Right on the Money: Get to Know Your Friendly Neighborhood Community Foundation
For community-based organizations, community foundations can be a lifeline. Unlike big national grant makers, these public charities define their missions according to geography -- benefiting nonprofit groups in a particular city, county, state or region. So though no potential source of funding is a sure thing, community foundations are a good bet for nonprofits with a strong history of serving their communities.
Securing much-needed funding is not the only reason to court your local community foundation. Many of these foundations offer training and other non-cash support, such as mentoring and workshops on management and fund raising. And community foundations sometimes serve as “matchmakers” between charities in search of funding and individual donors with a passion for a particular cause, says Heather Larkin, president of the Arkansas Community Foundation in Little Rock.
We asked Larkin and Michael Stoffregen, executive director of the Community Foundation of Johnson County, in Iowa City, IA, to share tips for nonprofit leaders wishing to build a relationship with a community foundation:
Do your research. Start by reading the foundation’s website, Stoffregen says. “Understand what they’re about because grant makers have all sorts of different missions,” he says. Look at the grants the foundation has made in the past and determine if your work fits its focus.
Introduce yourself. Call the program officer in charge of youth and family issues and ask for a face-to-face meeting. Larkin says staff at her foundation often meet with nonprofit groups in 45-minute “getting to know you” sessions. “Community foundations make it their business to know what’s going on at nonprofits and in the community,” she explains. She recommends bringing a packet of information about your organization. Follow up by inviting the program officer to visit your charity and see it in action.
Stay in touch. “Don’t drive them crazy,” Larkin says, but strive to keep foundation officials up to date on your work. Invite them to events hosted by your organization. Send them your annual report when it comes out. Though staff don’t make funding decisions (that’s a role of the foundation’s board), “We see it as our job to help the nonprofit make a strong application,” Larkin says. “The better we know their work, the better advocates we can be.”
Apply for a grant. Read application guidelines carefully to ensure that the grant you are applying for matches your needs and the work you do. Stoffregen recommends writing short, to-the-point, clear requests “without a lot of puffery.”

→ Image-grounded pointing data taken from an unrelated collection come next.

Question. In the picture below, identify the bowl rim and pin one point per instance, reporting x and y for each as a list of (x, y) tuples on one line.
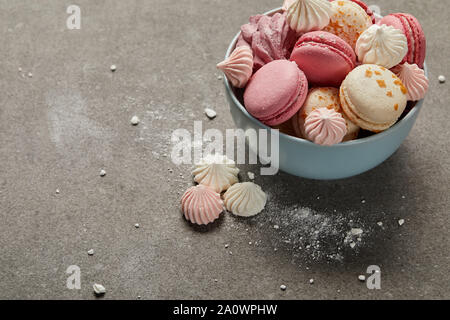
[(411, 114)]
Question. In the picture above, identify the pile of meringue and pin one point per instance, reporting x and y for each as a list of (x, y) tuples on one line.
[(218, 190), (268, 38)]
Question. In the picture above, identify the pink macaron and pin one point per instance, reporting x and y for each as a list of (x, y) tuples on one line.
[(276, 92), (414, 34), (325, 58)]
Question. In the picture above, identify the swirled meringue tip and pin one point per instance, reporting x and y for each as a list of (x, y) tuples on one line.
[(217, 172), (325, 127), (287, 4), (414, 79), (238, 68), (245, 199), (382, 45), (201, 205), (309, 15)]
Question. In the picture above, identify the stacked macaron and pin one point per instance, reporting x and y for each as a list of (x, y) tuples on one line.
[(349, 70)]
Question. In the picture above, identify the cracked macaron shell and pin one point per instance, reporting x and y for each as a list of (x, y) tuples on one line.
[(276, 92), (325, 58), (373, 97)]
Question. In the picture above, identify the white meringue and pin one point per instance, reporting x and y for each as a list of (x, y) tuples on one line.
[(309, 15), (217, 172), (238, 67), (414, 80), (383, 45), (245, 199), (287, 4), (325, 127)]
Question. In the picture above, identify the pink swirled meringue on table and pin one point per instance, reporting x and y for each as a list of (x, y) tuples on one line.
[(201, 205), (325, 127), (238, 67), (414, 79), (270, 38)]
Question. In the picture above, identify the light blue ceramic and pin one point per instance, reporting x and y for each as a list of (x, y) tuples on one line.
[(305, 159)]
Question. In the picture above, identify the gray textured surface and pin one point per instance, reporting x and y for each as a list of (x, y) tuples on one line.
[(59, 128)]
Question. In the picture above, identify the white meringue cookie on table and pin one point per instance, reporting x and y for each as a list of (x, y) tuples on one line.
[(217, 172), (309, 15), (414, 79), (287, 4), (245, 199), (382, 45), (238, 67)]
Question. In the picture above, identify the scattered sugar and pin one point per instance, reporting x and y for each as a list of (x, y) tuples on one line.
[(210, 113)]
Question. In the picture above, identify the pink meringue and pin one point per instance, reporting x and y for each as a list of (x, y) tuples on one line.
[(325, 126), (414, 79), (238, 67), (270, 38), (201, 205)]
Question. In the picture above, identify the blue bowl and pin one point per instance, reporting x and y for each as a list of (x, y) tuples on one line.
[(305, 159)]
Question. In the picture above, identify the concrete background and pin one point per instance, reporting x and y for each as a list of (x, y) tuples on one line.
[(71, 119)]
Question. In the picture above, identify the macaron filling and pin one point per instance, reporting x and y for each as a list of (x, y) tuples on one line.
[(291, 108)]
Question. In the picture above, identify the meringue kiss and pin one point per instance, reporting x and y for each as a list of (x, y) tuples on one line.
[(238, 67), (325, 127), (287, 4), (309, 15), (382, 45), (201, 205), (414, 80), (245, 199)]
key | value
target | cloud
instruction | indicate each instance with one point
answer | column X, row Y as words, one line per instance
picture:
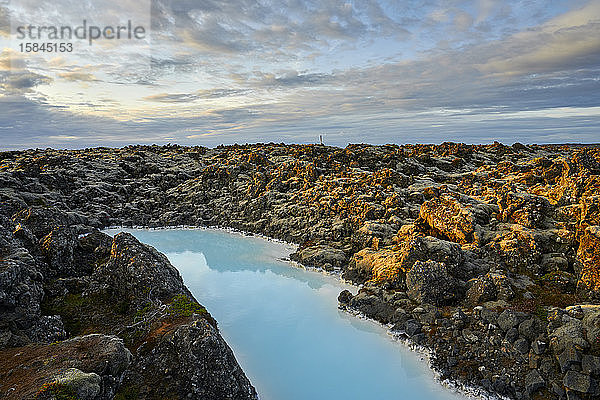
column 75, row 76
column 190, row 97
column 22, row 82
column 10, row 60
column 569, row 41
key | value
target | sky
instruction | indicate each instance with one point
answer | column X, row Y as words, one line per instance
column 210, row 72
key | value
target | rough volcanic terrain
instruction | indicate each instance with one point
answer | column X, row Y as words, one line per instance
column 487, row 255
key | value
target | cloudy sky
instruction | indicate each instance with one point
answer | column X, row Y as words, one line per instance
column 239, row 71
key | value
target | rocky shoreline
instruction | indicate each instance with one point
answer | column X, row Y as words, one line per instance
column 487, row 256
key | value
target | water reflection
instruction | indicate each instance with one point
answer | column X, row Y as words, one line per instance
column 284, row 326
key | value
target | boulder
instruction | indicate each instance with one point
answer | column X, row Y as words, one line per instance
column 450, row 219
column 588, row 256
column 534, row 382
column 199, row 363
column 579, row 382
column 430, row 282
column 320, row 256
column 85, row 385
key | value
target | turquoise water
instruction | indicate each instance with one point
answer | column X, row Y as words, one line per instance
column 283, row 324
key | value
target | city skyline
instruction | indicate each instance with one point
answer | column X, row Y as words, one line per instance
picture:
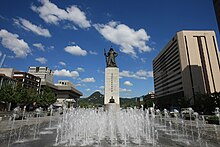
column 69, row 37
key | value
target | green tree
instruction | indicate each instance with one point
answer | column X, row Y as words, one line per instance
column 47, row 97
column 7, row 93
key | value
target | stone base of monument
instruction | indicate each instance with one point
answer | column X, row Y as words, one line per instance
column 112, row 107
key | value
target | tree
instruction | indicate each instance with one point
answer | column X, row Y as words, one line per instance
column 47, row 97
column 7, row 93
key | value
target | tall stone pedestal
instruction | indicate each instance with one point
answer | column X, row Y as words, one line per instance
column 111, row 85
column 112, row 88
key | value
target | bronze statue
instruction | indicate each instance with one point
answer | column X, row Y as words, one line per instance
column 110, row 58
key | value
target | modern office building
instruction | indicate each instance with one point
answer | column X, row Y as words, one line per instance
column 64, row 90
column 67, row 94
column 188, row 65
column 27, row 80
column 5, row 80
column 216, row 4
column 44, row 73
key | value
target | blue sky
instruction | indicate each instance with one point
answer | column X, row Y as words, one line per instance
column 69, row 37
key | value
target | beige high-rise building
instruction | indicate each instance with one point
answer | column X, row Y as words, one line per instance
column 188, row 65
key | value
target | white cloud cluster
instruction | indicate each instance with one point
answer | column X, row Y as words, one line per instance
column 126, row 37
column 140, row 74
column 102, row 87
column 62, row 63
column 66, row 73
column 11, row 41
column 39, row 46
column 42, row 60
column 80, row 69
column 128, row 83
column 88, row 80
column 50, row 13
column 75, row 50
column 27, row 25
column 125, row 90
column 93, row 53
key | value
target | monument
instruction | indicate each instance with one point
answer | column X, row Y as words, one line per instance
column 111, row 100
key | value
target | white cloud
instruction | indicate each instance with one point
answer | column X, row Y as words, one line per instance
column 51, row 47
column 126, row 37
column 143, row 73
column 75, row 50
column 128, row 83
column 88, row 89
column 93, row 53
column 88, row 80
column 70, row 26
column 140, row 74
column 42, row 60
column 66, row 73
column 27, row 25
column 80, row 69
column 11, row 41
column 39, row 46
column 50, row 13
column 62, row 63
column 101, row 87
column 143, row 60
column 125, row 90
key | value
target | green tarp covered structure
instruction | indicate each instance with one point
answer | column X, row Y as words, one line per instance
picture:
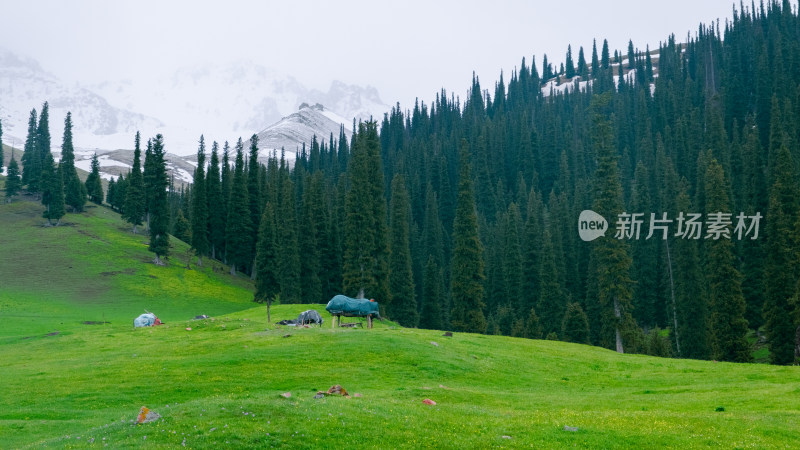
column 352, row 307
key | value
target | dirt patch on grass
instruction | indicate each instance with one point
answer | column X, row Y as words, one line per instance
column 128, row 271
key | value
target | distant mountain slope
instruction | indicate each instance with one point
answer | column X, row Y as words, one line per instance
column 222, row 102
column 300, row 127
column 24, row 85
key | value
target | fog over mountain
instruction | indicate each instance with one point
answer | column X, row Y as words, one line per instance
column 222, row 102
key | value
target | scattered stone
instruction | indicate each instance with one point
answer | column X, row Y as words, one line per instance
column 337, row 390
column 146, row 415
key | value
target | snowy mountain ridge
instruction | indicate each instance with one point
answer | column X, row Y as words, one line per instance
column 221, row 102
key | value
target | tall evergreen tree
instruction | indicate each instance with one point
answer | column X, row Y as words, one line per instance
column 728, row 325
column 13, row 180
column 74, row 190
column 403, row 307
column 692, row 332
column 430, row 316
column 612, row 260
column 570, row 65
column 575, row 326
column 199, row 214
column 288, row 251
column 94, row 186
column 31, row 163
column 366, row 250
column 43, row 134
column 240, row 228
column 2, row 161
column 267, row 284
column 159, row 209
column 254, row 188
column 216, row 210
column 52, row 184
column 312, row 239
column 467, row 273
column 135, row 194
column 781, row 259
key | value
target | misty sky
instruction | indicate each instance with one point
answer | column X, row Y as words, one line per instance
column 405, row 49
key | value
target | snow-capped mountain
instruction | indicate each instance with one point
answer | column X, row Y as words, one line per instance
column 300, row 127
column 289, row 133
column 24, row 85
column 225, row 102
column 222, row 102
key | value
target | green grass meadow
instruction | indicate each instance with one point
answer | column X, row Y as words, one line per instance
column 67, row 384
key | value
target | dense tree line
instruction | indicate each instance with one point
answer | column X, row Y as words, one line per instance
column 462, row 214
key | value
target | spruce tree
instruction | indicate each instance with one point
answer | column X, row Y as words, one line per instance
column 366, row 250
column 403, row 307
column 512, row 259
column 312, row 238
column 216, row 210
column 267, row 282
column 31, row 163
column 147, row 179
column 135, row 194
column 781, row 259
column 240, row 228
column 582, row 69
column 74, row 190
column 467, row 275
column 430, row 316
column 692, row 333
column 254, row 189
column 43, row 136
column 94, row 186
column 13, row 180
column 52, row 190
column 288, row 250
column 2, row 161
column 570, row 65
column 728, row 325
column 575, row 326
column 552, row 301
column 199, row 209
column 182, row 229
column 159, row 209
column 612, row 260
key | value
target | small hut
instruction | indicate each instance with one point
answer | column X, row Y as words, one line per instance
column 341, row 305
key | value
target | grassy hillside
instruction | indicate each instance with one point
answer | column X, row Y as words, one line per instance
column 219, row 384
column 92, row 268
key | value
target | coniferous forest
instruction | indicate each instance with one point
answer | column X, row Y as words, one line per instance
column 463, row 213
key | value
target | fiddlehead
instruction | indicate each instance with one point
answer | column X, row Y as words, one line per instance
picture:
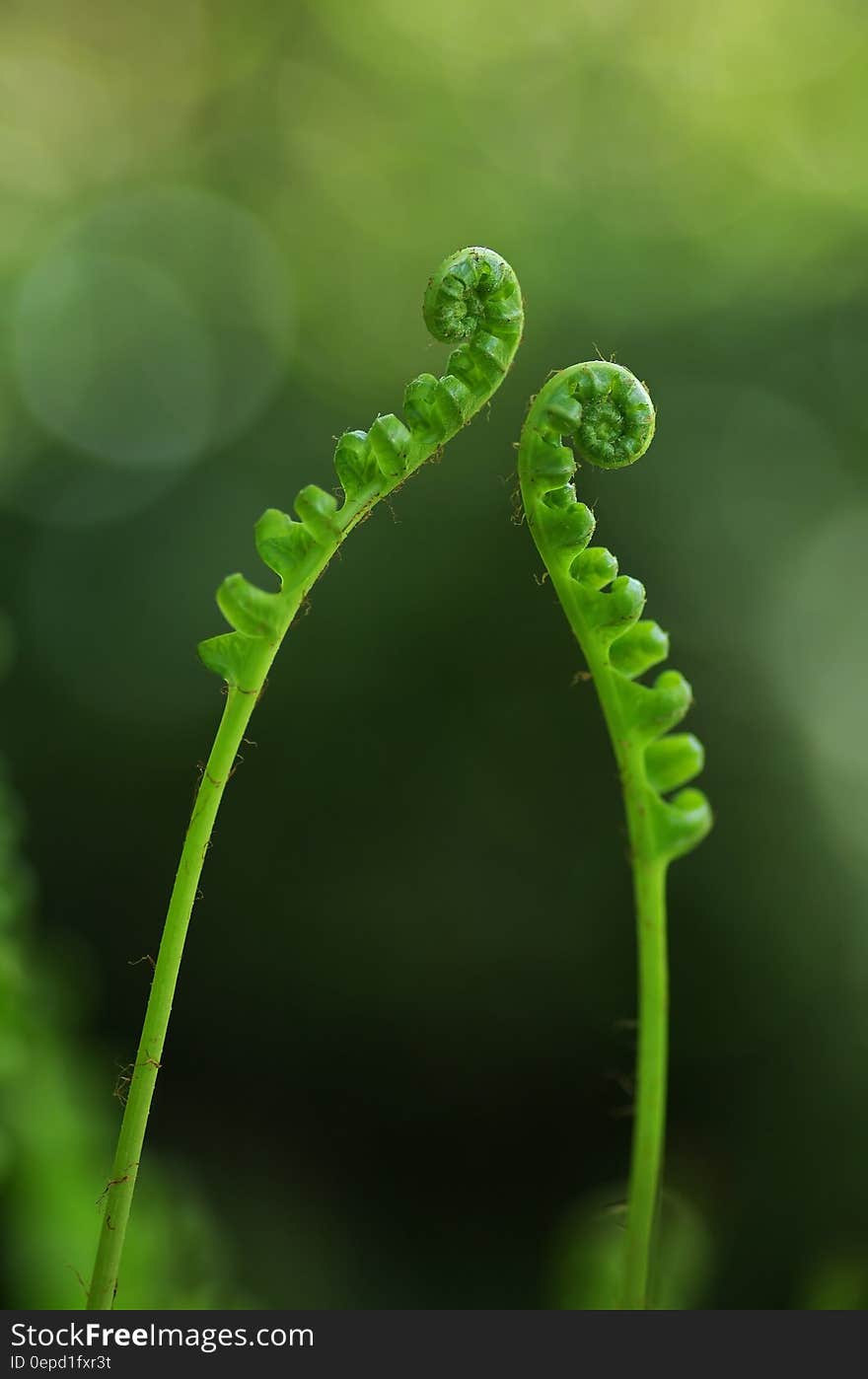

If you get a grant, meet your deadlines. The community foundation will ask you to report on your grant periodically. If you miss a deadline, you’re nixing your chances of being awarded another grant in the future, Larkin and Stoffregen say.
If you don’t get a grant, it doesn’t hurt to ask why. Whether you get an answer depends on the foundation. The Johnson County foundation’s grant-review committee prepares critiques, which Stoffregen passes on to unsuccessful applicants. But Larkin says that unless a nonprofit lost out because of a technicality (missing a deadline, for example, or failing to have its board chair sign the application), her foundation probably won’t divulge its reasons for not awarding a grant. “There’s always unlimited needs and very limited resources,” she says.
A good question to ask is whether foundation staff recommend that you apply for another grant later. “That lets them off the hook to say yes or no, this is something they may fund in the future,” Larkin says.